The numbers are a factor in the political argument over the next step in the census process the preparation of numbers used for redrawing voting districts across the nation.

Democrats favor altering or "adjusting" the overall census figures according to the error determined by a process called "sampling." Statisticians argue this method is the best way to eliminate errors from certain residents not being counted and others more than once.

Republicans generally object to that process. They argue it is unreliable, probably unconstitutional and would work against their party.
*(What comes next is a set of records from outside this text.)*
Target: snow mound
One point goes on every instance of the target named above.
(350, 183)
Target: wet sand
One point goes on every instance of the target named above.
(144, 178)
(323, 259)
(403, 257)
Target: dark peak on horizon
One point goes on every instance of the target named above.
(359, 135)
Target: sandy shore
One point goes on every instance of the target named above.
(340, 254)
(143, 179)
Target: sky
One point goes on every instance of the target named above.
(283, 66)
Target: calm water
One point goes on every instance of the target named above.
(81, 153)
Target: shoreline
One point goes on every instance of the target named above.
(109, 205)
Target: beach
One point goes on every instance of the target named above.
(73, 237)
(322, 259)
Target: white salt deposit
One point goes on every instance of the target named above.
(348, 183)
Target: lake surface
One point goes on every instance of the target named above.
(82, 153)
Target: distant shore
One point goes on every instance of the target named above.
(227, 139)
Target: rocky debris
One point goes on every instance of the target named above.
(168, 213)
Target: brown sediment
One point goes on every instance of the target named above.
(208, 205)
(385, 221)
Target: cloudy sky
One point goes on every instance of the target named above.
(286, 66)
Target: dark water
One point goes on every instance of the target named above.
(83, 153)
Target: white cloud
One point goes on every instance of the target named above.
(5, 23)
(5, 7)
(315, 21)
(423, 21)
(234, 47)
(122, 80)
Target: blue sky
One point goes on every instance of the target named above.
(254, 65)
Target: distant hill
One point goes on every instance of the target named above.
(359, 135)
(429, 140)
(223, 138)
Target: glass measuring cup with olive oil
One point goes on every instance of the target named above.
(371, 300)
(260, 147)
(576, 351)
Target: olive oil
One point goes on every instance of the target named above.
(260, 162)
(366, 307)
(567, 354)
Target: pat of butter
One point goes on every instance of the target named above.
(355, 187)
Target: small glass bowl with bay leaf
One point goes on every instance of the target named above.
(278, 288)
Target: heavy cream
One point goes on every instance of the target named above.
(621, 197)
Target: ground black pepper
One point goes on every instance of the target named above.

It is presumed that eliminating the undercount would increase the count of minorities, renters and urban dwellers, who tend to vote Democratic.

The Census Bureau must decide by early March whether sampling is more accurate than the raw count, and whether the adjusted figures should be used as the basis for redrawing political district lines and for redistributing more than $185 billion in federal funds.

But the Bush administration could reverse the Census Bureau's decision. President Bush has not disclosed whether he supports sampling.

White House spokeswoman Clair Bucham said yesterday the issue was still under consideration by the Commerce Department and gave no timetable for any decision.

Rep. Dan Miller, the Florida Republican who chairs the House Government Reform Committee's census subcommittee, heaped praise on the bureau for its achievements.

He called the bureau's work "remarkable" and said Census 2000 was "the most accurate and inclusive census in our nation's history." Then he slammed Democrats for "political rhetoric surrounding the census [that] threatens to taint the entire effort."

He said his political foes "resort to cheap shots, race-baiting and name-calling."

However, Mr. Miller's basic point which was fiercely resisted by subcommittee member Rep. Carolyn B. Maloney, New York Democrat was that the census was so good and resulting population numbers so sound there is no need for adjusting the count.

Mrs. Maloney, the subcommittee's former ranking minority member and Mr. Miller's chief antagonist, warned Census officials to beware of "the hugs and kisses you are receiving on this Valentine's Day from former critics."

She argued for the necessity to adjust the count, declaring that not doing so "denies liberty and disenfranchises the unrepresented for 10 years." She called the issue "the most important civil rights issue of this decade."